Distress Tolerance skills exist for one purpose: to help you get through a crisis without doing something that makes your situation worse. They are not designed to solve problems or make you feel good. They are designed to keep you afloat.
The DBT philosophy here is clear: when emotions are at their most intense, your capacity for skillful problem-solving is at its lowest. Trying to fix the underlying issue while you're flooded is like trying to repair your roof in the middle of a hurricane. First, survive the storm.
Distress Tolerance skills are for crisis moments — not for managing everyday discomfort. Using them habitually to avoid feelings can reinforce avoidance.
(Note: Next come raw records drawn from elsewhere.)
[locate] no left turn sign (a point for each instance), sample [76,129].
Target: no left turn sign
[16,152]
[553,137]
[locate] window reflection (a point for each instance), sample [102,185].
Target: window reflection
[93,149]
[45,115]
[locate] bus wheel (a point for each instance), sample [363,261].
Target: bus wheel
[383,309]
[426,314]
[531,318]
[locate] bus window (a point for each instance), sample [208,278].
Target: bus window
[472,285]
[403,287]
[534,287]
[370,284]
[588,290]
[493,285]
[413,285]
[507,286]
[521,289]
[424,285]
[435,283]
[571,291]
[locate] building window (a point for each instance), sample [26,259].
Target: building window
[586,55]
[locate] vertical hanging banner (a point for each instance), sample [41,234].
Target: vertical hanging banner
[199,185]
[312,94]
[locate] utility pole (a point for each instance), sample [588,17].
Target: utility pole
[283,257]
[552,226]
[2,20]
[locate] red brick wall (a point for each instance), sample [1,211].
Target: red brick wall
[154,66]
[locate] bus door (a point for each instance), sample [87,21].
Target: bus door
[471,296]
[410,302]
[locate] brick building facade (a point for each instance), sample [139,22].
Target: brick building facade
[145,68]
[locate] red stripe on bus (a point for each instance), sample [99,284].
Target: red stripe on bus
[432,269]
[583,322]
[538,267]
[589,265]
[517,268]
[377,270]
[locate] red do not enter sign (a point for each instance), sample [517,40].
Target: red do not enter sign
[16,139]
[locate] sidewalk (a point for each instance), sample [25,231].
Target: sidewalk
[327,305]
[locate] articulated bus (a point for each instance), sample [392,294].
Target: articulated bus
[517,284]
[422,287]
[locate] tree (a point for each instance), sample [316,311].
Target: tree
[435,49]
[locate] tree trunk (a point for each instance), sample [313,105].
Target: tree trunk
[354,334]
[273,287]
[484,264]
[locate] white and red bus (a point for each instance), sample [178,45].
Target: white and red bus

The goal is to use them when you need them, then return to emotion regulation and problem-solving once the acute crisis has passed.
TIPP
TIPP targets the biology of the crisis state directly. When you are flooded with emotion, your nervous system is activated in ways that make calm thinking nearly impossible. TIPP addresses this physiologically. See the TIPP page for full instructions.
- T — Temperature (cold water on your face)
- I — Intense exercise
- P — Paced breathing
- P — Paired muscle relaxation
ACCEPTS
ACCEPTS is a set of distraction strategies — ways to shift attention away from overwhelming emotion long enough to let the wave pass:
- Activities — engage in something absorbing
- Contributing — do something for someone else
- Comparisons — compare to a harder time or less fortunate situation
- Emotions — generate a different emotion (watch a funny video, listen to sad music)
- Pushing away — mentally shelve the problem for now
- Thoughts — interrupt with counting, puzzles, or other mental tasks
- Sensations — use strong sensory input (hold ice, listen to loud music, eat something intense)
IMPROVE the Moment
IMPROVE offers ways to make a difficult moment more bearable without leaving it:
- Imagery — visualize a safe, peaceful place
- Meaning — find purpose or significance in the suffering
- Prayer — connect to something larger than yourself
- Relaxation — progressive muscle relaxation, slow breathing
- One thing in the moment — radical presence
- Vacation — give yourself a short mental break
- Encouragement — talk to yourself as you would to a friend in crisis
Radical Acceptance
Radical Acceptance is the practice of fully accepting reality as it is — not approving of it, not giving up, but releasing the fight against what cannot be changed in this moment. Pain is inevitable; suffering is optional. Much of our suffering comes not from the painful event itself but from our refusal to accept that it is happening.
Radical Acceptance is not a one-time decision. It is a practice you may need to make again and again, sometimes in the same hour.